Saturday, March 21, 2009

Timmins Book Club

Wow, 70 years and still reading.
The idea of a book club has always fascinated me. Have not joined one but that is on my list of to do's along with a few other things.
Apparently, October 23, 1938 a group of women met in Northern Ontario, Timmins to be exact and met to discuss Origins of Peoples of Czecho-Slovakia by G. Brooker. And thus began a book club that is still meeting after all these years.
They probably gathered in one of the small wooden homes built for workers and their families by the mining companies; they were undoubtedly a the start of another harsh winter in the bush. Books and each others company were a civilizing comfort for these young mothers, teachers and nurse, isolated as they from the larger towns in the area.
The 16 members had paid their annual 50-cent dues at their opening meeting, October 3. They met twice in November and twice every month after that to the end of May; their modus operandi was for each one of them to buy, read and present a book to the others, and then make it available for them to read.
The December meetings were dedicated to 10 minute talks on Canadian authors such as Mazo de la Roche (she wrote the Jalna series- my mother read it. I took out the books from the book mobile for her.), Robert E. Knowles, and Robert Service. In January, a "Mr." Love came and schooled the women on interior decorating.
Records were kept by the members and have been handed down to the current membership of the what is now called the Timmins Book Club.

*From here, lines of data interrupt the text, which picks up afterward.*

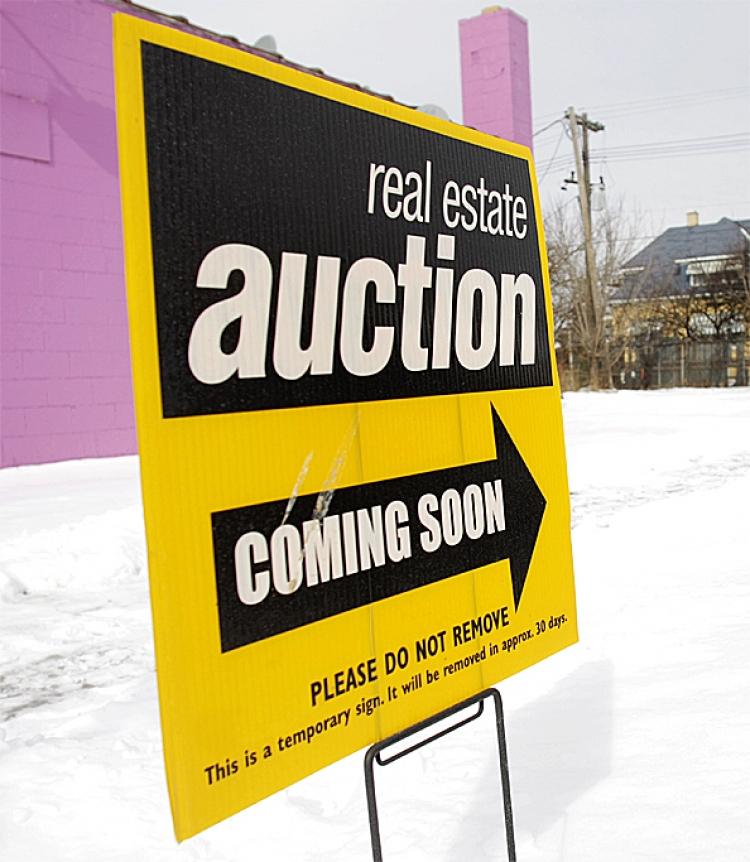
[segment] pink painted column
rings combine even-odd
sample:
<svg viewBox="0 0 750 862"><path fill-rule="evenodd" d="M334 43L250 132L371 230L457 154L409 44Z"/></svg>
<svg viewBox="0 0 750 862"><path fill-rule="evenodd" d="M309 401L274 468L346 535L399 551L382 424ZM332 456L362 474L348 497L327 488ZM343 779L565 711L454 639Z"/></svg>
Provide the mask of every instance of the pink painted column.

"They were very organized," says Evelyn Rymer, 88, the club's historian and keeper of the archives. "They had a constitution, minutes and meetings, all held in a very business-like way."
The club has evolved over the years but is s till women-only affair. Instead of busy mothers, its nine current members are mostly retired nurses and teachers; the only member still working is the club secretary, Doreen Yakubuski, an English teacher and librarian.
What a wonderful history and to have survived a world war and immigration of some members back south is inspiring.